Rum
Guyana rum – El Dorado – is the best in the world. Naturally. In truth, it has won an international reputation and gold medals in the last hundred-odd years. According to a friend in diplomatic circles in the Caribbean, it is the rum that everyone goes for, at cocktail parties at which there is usually a whole selection of Caribbean rums from which to choose.

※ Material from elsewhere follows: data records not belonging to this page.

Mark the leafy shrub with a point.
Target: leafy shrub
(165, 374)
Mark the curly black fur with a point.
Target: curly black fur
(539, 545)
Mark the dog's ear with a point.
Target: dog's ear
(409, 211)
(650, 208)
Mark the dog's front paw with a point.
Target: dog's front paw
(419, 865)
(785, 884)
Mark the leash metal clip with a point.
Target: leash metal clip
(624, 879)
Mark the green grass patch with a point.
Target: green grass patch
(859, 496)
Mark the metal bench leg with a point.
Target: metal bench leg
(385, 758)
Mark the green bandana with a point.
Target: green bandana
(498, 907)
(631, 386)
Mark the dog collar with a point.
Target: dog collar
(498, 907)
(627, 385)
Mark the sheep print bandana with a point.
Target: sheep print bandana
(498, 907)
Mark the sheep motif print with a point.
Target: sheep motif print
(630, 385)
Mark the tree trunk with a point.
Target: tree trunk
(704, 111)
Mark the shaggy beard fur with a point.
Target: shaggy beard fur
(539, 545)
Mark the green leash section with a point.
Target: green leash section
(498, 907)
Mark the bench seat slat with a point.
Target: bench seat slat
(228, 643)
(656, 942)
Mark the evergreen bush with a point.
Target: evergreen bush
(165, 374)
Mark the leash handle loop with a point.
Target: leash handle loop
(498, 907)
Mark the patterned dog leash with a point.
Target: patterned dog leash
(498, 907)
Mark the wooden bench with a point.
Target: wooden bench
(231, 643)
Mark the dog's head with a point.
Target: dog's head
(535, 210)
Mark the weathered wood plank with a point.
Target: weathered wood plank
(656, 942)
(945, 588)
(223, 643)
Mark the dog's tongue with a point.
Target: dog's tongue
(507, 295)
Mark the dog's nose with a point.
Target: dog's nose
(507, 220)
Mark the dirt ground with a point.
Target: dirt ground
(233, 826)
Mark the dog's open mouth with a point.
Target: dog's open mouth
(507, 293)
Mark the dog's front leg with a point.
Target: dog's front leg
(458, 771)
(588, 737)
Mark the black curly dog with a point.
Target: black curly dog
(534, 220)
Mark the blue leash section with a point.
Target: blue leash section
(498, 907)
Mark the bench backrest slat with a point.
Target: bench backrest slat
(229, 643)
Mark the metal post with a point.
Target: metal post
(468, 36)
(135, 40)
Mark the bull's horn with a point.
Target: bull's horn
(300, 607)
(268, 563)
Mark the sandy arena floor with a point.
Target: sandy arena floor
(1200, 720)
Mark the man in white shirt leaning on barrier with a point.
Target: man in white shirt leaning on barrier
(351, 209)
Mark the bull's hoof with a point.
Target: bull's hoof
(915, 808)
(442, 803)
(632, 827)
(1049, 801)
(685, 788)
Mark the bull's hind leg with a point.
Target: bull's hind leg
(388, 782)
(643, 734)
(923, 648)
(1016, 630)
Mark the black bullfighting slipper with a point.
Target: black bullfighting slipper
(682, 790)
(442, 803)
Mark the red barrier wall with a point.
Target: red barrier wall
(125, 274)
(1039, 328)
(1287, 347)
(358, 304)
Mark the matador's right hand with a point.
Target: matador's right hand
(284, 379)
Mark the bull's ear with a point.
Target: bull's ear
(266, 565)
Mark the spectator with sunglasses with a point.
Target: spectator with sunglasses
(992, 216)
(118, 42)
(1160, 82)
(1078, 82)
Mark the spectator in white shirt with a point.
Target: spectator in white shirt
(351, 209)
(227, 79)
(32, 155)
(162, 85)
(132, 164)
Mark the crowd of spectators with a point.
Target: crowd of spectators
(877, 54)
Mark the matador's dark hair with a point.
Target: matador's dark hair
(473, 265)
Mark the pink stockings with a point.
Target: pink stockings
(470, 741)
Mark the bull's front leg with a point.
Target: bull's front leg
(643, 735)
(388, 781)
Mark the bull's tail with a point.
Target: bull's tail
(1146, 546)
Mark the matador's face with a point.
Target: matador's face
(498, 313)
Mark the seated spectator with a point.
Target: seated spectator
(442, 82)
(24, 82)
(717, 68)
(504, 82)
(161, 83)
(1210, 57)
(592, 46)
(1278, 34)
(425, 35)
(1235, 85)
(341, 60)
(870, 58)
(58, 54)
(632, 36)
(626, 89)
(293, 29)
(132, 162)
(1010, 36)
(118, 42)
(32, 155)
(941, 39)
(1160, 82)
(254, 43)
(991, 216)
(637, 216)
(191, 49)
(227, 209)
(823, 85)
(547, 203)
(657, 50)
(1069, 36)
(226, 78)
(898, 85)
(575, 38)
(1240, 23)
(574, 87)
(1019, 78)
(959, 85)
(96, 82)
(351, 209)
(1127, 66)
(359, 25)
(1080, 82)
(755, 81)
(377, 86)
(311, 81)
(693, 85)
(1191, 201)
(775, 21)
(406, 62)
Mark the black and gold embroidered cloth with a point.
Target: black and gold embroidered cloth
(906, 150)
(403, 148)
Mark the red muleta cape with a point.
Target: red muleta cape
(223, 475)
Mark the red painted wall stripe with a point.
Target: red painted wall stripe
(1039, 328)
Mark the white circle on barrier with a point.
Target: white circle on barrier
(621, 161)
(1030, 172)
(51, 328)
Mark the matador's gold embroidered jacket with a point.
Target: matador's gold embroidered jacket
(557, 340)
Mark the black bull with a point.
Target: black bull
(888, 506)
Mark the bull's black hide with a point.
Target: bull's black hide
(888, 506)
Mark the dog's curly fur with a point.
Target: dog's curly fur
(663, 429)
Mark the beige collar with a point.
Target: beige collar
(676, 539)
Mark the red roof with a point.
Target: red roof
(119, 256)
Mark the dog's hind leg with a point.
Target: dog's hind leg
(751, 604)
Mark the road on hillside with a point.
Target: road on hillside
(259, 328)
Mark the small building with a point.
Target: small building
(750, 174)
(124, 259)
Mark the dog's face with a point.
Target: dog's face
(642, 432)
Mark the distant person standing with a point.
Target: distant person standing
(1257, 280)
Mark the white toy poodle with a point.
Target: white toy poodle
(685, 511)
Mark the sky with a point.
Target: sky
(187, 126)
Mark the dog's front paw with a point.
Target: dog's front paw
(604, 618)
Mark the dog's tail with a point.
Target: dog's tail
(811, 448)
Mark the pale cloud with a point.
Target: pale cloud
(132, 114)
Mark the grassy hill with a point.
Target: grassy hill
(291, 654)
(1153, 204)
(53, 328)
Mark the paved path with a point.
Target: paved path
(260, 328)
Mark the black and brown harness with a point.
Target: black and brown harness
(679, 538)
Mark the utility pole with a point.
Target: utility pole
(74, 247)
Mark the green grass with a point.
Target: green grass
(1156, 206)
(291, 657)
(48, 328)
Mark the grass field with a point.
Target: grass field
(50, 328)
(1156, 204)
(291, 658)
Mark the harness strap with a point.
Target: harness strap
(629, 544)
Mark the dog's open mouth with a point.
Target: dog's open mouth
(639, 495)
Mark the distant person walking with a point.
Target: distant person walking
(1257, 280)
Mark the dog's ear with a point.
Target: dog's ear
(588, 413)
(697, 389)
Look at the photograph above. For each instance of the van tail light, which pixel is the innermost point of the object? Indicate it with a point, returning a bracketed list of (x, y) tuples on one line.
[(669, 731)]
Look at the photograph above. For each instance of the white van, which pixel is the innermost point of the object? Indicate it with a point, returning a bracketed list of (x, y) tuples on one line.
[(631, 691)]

Drinking rum is not to be taken lightly. There is two-year-old rum that seasoned drinkers carry in their back pockets in a “flattie” for the random swig and which is used for cooking, 5-year-old for mixing with soda or coconut water, 12-year-old on the rocks, and 15-year-old, reverently, like a good cognac, after a satisfying meal. The proper respect is required. I always apologise to the Maker when I have to use a dash in my cooking. Rum goes into most dishes in Caribbean cooking – it’s the secret ingredient no one admits to. It’s good with chicken and ginger, in lemonade (called swank), on ribs for barbecuing, in chocolate mousse to be wicked … there’s always an excuse. The rum-making area in Guyana is around Diamond Estate on the Demerara river. You could tell what stage of the process they are at by the aroma as you drove by. The worst phase is the molasses fermenting when the air is thick with innocuous, sweetish fumes. They say the better the water, the sweeter the rum – like everything else, you get what you put into it. The bees know that. My father used to say that the worker bees get to go out in the early morning and drink nectar from the flowers. All the drones have to do is fertilize the Queen Bee’s eggs. He used to like the odd shot of rum or Bailey’s in the evening. Rum with condensed milk is called a white lady. Ambrosia for worker bees.